Superintendent of Kenya Police

Chris Mmbwanga Oguso, HSC, is a commissioner with Kenya Police, the chief executive officer of Kenya Police F.C., and a grassroots football developer.

==Professional career==
Oguso started as a police constable in 1997 and rose through the ranks to become a commissioner of police in 2025.

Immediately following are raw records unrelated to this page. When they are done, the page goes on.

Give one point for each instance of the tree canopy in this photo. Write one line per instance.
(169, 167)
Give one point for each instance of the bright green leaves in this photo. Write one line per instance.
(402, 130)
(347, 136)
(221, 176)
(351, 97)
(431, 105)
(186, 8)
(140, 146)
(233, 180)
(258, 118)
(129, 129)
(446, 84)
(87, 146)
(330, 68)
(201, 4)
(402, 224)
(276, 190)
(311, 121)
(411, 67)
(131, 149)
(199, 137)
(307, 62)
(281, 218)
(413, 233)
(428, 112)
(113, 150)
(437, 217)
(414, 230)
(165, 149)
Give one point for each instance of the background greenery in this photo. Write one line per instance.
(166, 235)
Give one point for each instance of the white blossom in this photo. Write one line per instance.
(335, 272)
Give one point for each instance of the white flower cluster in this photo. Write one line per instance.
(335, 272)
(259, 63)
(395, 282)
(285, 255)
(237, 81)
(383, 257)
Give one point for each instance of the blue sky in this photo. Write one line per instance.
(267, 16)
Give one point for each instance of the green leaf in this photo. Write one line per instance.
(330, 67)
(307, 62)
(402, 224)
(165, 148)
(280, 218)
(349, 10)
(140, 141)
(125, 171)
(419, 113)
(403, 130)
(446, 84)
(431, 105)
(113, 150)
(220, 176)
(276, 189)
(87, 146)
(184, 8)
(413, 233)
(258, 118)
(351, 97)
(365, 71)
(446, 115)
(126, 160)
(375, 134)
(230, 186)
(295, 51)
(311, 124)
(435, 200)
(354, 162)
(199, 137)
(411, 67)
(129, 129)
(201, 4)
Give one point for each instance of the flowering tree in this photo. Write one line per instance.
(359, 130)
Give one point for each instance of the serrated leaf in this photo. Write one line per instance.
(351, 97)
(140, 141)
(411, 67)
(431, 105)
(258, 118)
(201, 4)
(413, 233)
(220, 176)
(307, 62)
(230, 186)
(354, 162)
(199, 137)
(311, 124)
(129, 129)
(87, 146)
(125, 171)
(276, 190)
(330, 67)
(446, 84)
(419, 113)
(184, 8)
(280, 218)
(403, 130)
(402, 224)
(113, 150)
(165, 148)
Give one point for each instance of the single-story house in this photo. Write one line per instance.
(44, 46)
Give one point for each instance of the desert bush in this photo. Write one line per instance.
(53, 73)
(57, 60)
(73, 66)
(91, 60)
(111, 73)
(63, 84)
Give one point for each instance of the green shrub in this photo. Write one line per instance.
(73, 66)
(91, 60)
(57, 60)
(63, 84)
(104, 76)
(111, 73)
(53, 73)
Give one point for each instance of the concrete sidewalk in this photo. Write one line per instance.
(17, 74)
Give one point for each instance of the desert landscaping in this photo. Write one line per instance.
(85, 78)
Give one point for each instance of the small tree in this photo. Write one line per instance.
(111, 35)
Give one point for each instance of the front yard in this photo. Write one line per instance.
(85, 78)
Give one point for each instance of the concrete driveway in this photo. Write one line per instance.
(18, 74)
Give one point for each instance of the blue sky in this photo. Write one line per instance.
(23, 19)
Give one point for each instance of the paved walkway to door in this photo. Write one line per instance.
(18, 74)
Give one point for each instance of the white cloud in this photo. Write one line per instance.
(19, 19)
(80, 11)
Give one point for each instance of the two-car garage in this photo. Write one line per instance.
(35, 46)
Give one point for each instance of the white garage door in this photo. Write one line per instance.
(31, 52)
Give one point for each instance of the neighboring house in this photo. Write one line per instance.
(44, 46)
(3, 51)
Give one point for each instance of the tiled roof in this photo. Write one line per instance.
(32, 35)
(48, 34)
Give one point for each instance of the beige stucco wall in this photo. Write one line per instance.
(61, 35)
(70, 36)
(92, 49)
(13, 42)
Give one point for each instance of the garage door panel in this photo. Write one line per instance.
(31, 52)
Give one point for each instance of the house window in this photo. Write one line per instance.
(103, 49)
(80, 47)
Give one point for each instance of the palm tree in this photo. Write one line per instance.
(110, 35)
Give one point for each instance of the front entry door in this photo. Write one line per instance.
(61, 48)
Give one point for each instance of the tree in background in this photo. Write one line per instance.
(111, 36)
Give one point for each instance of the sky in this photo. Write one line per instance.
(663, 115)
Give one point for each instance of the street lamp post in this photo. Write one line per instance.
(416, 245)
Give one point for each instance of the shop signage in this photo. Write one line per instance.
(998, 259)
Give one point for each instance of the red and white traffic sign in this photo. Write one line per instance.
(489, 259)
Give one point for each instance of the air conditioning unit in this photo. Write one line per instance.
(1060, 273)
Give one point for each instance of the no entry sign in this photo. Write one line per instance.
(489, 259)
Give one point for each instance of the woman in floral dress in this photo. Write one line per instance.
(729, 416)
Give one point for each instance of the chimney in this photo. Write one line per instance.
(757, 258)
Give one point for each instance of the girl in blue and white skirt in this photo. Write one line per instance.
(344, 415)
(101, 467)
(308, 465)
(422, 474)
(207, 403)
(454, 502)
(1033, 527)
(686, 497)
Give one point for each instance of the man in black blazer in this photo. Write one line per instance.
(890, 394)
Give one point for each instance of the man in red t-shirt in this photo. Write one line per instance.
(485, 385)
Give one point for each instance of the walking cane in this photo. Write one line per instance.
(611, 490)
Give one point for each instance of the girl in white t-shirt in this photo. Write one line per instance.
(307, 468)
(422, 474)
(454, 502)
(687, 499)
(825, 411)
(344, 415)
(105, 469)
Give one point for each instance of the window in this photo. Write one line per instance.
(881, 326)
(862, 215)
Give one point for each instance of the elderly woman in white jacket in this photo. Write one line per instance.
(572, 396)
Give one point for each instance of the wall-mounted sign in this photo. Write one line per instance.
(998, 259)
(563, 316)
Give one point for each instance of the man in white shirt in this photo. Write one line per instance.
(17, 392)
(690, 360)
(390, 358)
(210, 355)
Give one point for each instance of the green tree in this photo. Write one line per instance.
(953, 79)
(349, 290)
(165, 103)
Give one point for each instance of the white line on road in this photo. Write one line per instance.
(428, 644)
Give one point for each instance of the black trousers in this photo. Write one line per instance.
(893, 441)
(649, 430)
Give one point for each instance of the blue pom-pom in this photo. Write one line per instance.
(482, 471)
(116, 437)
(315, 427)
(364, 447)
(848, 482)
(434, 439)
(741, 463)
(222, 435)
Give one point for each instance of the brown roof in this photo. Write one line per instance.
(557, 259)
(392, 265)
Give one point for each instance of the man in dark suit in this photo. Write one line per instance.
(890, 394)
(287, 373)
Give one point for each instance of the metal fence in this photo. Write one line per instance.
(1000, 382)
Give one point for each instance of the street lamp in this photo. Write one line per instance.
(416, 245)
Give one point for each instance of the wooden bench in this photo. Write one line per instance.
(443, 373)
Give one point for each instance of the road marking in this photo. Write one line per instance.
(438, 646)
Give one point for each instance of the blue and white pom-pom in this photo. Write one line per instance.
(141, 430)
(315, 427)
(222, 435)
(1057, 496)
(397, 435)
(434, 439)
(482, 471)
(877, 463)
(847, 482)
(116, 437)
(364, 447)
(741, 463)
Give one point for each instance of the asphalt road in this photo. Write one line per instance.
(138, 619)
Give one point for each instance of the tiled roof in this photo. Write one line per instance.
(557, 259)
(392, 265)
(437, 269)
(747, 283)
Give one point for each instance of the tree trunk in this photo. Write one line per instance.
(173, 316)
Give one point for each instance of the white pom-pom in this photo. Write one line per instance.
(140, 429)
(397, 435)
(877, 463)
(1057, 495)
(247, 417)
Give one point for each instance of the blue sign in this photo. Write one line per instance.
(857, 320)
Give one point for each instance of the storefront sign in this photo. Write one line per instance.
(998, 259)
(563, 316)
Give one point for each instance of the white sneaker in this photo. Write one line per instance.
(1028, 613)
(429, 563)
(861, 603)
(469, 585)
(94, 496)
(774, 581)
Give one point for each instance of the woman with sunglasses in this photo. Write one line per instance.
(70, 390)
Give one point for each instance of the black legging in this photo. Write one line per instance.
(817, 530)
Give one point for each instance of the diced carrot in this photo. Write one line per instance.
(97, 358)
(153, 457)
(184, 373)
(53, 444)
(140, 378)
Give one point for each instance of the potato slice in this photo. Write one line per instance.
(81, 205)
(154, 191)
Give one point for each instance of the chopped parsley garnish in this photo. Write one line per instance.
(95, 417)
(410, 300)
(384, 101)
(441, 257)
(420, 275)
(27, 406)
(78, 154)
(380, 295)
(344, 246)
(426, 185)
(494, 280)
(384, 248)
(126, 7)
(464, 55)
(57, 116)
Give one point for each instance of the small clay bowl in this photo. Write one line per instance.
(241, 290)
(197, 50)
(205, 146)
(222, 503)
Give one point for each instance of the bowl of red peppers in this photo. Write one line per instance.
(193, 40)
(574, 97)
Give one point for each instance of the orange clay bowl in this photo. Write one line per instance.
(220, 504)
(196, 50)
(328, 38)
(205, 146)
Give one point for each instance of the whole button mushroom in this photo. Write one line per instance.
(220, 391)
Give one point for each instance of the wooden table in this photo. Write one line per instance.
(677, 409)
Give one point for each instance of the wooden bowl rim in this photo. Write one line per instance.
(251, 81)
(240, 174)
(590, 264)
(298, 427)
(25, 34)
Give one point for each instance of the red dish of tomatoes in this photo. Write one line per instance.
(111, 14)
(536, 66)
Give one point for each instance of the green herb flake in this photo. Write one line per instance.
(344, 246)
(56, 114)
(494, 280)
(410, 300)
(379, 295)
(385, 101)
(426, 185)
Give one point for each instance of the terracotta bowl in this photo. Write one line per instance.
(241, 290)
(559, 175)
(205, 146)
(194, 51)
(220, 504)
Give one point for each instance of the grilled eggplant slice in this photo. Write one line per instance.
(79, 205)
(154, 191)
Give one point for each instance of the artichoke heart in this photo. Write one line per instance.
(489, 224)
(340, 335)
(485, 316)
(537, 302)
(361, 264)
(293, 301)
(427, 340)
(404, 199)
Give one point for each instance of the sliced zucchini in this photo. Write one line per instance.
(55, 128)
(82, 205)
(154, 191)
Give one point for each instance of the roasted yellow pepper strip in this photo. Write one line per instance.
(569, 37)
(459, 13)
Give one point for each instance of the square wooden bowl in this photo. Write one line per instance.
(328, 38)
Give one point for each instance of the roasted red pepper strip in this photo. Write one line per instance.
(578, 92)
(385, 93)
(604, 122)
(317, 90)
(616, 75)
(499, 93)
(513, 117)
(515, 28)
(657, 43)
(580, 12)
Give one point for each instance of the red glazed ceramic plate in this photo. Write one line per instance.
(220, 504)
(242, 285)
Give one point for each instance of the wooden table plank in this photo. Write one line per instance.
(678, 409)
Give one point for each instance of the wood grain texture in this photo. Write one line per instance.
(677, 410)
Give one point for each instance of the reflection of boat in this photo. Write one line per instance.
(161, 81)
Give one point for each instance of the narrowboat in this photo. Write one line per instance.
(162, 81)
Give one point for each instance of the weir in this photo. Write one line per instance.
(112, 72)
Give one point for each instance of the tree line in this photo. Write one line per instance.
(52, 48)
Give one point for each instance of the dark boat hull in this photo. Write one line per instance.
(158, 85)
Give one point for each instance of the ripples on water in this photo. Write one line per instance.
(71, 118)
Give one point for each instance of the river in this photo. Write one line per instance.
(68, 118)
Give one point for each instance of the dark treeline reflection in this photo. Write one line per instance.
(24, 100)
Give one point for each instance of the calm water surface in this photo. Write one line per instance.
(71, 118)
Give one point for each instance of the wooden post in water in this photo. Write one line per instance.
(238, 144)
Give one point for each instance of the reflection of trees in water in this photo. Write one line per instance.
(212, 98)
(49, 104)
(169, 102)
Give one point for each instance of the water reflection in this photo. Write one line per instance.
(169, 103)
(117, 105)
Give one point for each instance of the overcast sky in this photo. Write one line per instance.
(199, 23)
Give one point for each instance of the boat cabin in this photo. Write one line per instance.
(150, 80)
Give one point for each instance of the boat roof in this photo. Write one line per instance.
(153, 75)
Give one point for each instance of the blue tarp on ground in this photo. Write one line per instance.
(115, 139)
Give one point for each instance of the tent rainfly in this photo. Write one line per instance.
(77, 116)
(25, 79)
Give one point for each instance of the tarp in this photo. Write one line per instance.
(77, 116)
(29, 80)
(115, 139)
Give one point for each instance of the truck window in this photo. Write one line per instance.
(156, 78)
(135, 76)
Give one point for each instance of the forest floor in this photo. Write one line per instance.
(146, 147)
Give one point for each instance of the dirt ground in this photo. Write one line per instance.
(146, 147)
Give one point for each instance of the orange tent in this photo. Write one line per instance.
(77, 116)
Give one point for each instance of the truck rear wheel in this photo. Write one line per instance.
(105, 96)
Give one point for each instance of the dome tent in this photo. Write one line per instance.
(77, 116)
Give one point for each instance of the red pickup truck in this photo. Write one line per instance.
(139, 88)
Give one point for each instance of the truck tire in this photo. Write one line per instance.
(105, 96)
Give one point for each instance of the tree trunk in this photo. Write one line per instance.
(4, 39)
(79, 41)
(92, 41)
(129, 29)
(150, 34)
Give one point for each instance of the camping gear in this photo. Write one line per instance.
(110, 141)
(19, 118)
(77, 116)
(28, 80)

Between 2010 and 2015, Oguso was sent by the Kenya Government to investigate a 2010 terror attack in Kampala, Uganda, as the lead phone analyst. He had similar assignments in 2013 (Westgate, Nairobi), 2015 (Garissa University), and 2019 (DusitD2, Nairobi). In 2022, he was assigned to the office of the Prime Cabinet Secretary.

==Soccer career==

In 2011, he launched the annual Chris Oguso Cup, a football tournament that provides a platform for young talent in Mahanga Village, Mungoa location, in Vihiga County. In February 2021, Oguso was appointed as the chief executive officer of Police F.C.

==Awards==
During Kenya's Jamhuri Day celebration on 12 December 2022, Oguso was decorated by the President of the Republic William Ruto with a Head of State Commendation (HSC) for his service to the nation.